Helen McDonald hat ihre eigene Geschichte niedergeschrieben. Spannend und lesenswert berichtet sie von einem Tier, das sicherlich bisher noch keinen großen Raum in den Köpfen der Menschheit eingenommen hat und für mich seit diesem Roman eine noch größere Faszination ausübt.
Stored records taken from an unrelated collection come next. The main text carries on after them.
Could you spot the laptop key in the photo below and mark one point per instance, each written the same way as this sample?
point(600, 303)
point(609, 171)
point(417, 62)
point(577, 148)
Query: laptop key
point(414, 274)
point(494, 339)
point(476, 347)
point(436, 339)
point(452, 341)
Helen ist von Kindesbeinen an von der Falknerei begeistert. Liest alles, was sie darüber in die Finger bekommt und kann gar nicht anders, als Falknerin zu werden. Begleitet wird sie auf diesem Weg von ihrem Vater, der ihr mit Rat und Tat, mit Lebensweisheiten und als ruhender Pol zur Seite steht. Mit seinem Tod bricht diese Stütze weg. Helen fällt in ein Loch. Der einzige Weg dort hinaus ist die Erfüllung ihres größten Wunsches: die Abrichtung eines eigenen Habichts.
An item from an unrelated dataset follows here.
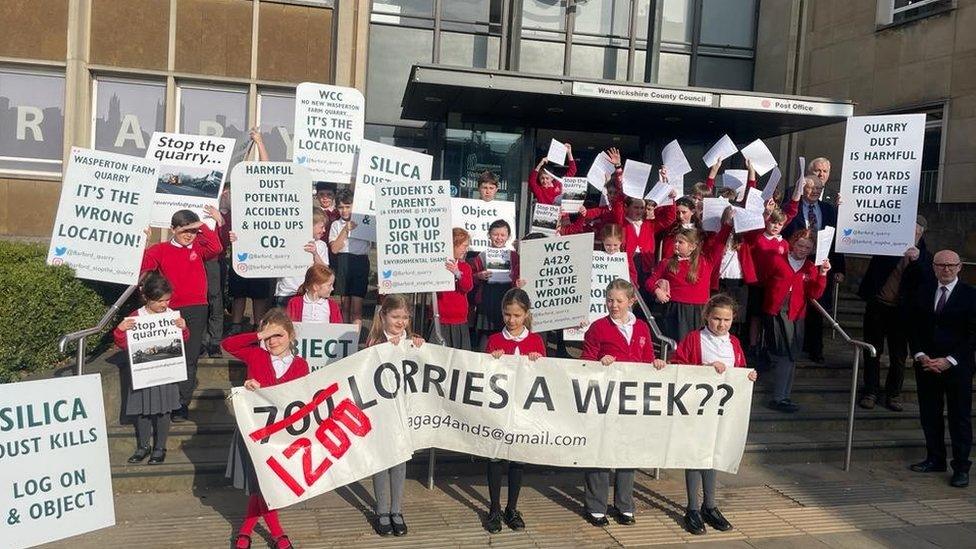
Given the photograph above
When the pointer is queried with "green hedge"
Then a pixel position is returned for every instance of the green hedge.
(38, 304)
Ich mag Greifvögel sehr, schaue mir gern Flugschauen von Falknern an und betrachte sie so häufig, wenn ich im Morgengrauen in die Natur hinausgehe. Doch noch nie habe ich mich so eindringlich mit ihnen, ihren Charakterzügen, befasst, wie durch das hören von Helen McDonalds Roman „H wie Habicht“. Ein Roman, der jedoch nicht nur etwas für Liebhaber der Falknerei ist, sondern so viel mehr. So klug, so weise, erzählt sie von Freiheit, der Sehnsucht nach Leben und den damit einhergehenden Schwierigkeiten.
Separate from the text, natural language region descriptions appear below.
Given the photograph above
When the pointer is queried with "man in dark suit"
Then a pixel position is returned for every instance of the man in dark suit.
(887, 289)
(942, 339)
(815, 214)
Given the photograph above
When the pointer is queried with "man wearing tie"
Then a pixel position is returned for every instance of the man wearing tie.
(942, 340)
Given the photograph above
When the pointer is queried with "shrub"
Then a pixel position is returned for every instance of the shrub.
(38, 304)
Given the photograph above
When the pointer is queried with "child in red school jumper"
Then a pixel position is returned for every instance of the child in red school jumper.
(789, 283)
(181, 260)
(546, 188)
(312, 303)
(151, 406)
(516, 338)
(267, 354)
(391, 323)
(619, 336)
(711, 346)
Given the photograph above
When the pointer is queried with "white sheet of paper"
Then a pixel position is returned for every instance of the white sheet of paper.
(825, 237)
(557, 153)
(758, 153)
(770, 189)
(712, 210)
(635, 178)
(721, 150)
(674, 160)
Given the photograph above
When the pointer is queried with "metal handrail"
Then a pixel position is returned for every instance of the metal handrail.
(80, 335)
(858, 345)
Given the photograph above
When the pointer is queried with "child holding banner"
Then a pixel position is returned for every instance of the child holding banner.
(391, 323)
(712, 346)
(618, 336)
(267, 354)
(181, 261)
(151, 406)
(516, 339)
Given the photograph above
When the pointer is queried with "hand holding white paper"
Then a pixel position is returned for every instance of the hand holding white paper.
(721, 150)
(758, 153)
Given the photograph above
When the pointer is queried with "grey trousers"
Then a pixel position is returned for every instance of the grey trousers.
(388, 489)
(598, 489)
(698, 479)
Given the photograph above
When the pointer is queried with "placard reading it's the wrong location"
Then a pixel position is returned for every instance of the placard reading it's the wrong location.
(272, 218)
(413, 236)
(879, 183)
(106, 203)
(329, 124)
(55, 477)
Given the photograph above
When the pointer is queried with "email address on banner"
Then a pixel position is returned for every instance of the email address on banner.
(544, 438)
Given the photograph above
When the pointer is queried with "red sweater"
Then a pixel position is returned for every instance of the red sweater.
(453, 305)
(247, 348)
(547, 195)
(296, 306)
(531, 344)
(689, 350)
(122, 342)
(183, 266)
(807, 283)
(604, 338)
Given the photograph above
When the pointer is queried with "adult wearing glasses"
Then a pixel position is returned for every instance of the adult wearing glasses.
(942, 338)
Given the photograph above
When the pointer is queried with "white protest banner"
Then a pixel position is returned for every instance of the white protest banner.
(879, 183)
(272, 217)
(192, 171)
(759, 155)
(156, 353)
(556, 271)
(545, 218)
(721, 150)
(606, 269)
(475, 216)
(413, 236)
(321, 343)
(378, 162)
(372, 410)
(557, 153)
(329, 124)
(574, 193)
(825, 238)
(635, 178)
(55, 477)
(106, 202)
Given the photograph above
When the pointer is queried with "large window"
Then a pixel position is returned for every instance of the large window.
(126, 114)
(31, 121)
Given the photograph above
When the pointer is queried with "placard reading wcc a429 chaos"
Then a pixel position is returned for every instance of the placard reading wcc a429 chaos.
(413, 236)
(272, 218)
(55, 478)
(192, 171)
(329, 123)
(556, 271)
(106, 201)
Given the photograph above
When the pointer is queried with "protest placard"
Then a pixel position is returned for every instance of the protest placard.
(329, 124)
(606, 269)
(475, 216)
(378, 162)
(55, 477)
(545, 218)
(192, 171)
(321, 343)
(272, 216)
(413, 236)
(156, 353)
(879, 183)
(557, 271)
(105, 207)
Der Leser / Hörer begegnet verschiedenen Lebensgeschichten. Ganz vorn steht Helen, die einen Verlust aufzuarbeiten hat, die sich nun ganz neu definieren und mit diesem neuen Ich eine Harmonie finden muss, um wieder glücklich werden zu können. Immer wieder berichtet sie aus dem Leben des Schriftstellers T.H. White, geboren 1906, Verfasser des Romans „Der König von Camelot“, der später zum Disneyfilm „Die Hexe und der Zauberer“ wurde, und Autor des Werkes „The Goshawk“, dem Roman, der Helen in vielerlei Hinsicht prägte. White, der – ähnlich wie Helen – versuchte einen Habicht zu zähmen, dabei jedoch weniger Erfahrung und helfende Hände zur Seite hatte, als Helen. Beide durchlaufen eine ähnliche Erkenntnis: ein Habicht ist ein Wild- und kein Haustier. Man kann sich arrangieren, nebeneinander herleben, miteinander leben, aber der Habicht wird immer seinen Instinkten folgen.
Auf eine besondere Art fühlt sich Helen mit White verbunden. Es ist die Angst vor dem Leben, die beide teilen. Falsche Wege zu beschreiten, den ersten Schritt zu gehen, mit Menschen zu kommunizieren und nicht nur mit Greifvögeln. Bei Helen ausgelöst durch den schweren Verlust ihres Vaters, bei White durch die Umstände, dass er sich von anderen männlichen Mitmenschen seiner Zeit unterscheidet.
„H wie Habicht“ wird von Cathlen Gawlich ganz wunderbar gelesen. Durch ihre Art, die Worte vorzutragen entsteht die Form der Melancholie, von der Helen sich befallen fühlt. Ich denke, dass der Roman an sich schon sehr intensiv wirkt, durch die sanfte Stimme der Schauspielerin und Synchronsprecherin, die mir bisher nur als nervige Rose aus der Serie „Two and a Half Men“ bekannt war, und hier deutlich ihre Wandlungsfähigkeit zeigt, eine noch eindringlichere Wirkung hat. Die Intensität der Erzählung, die klugen, nachdenklich stimmenden Worte der Autorin, sind mir sehr unter die Haut gegangen. Ich empfehle „H wie Habicht“, egal ob in gedruckter oder gesprochener Form, sehr, sehr gerne weiter.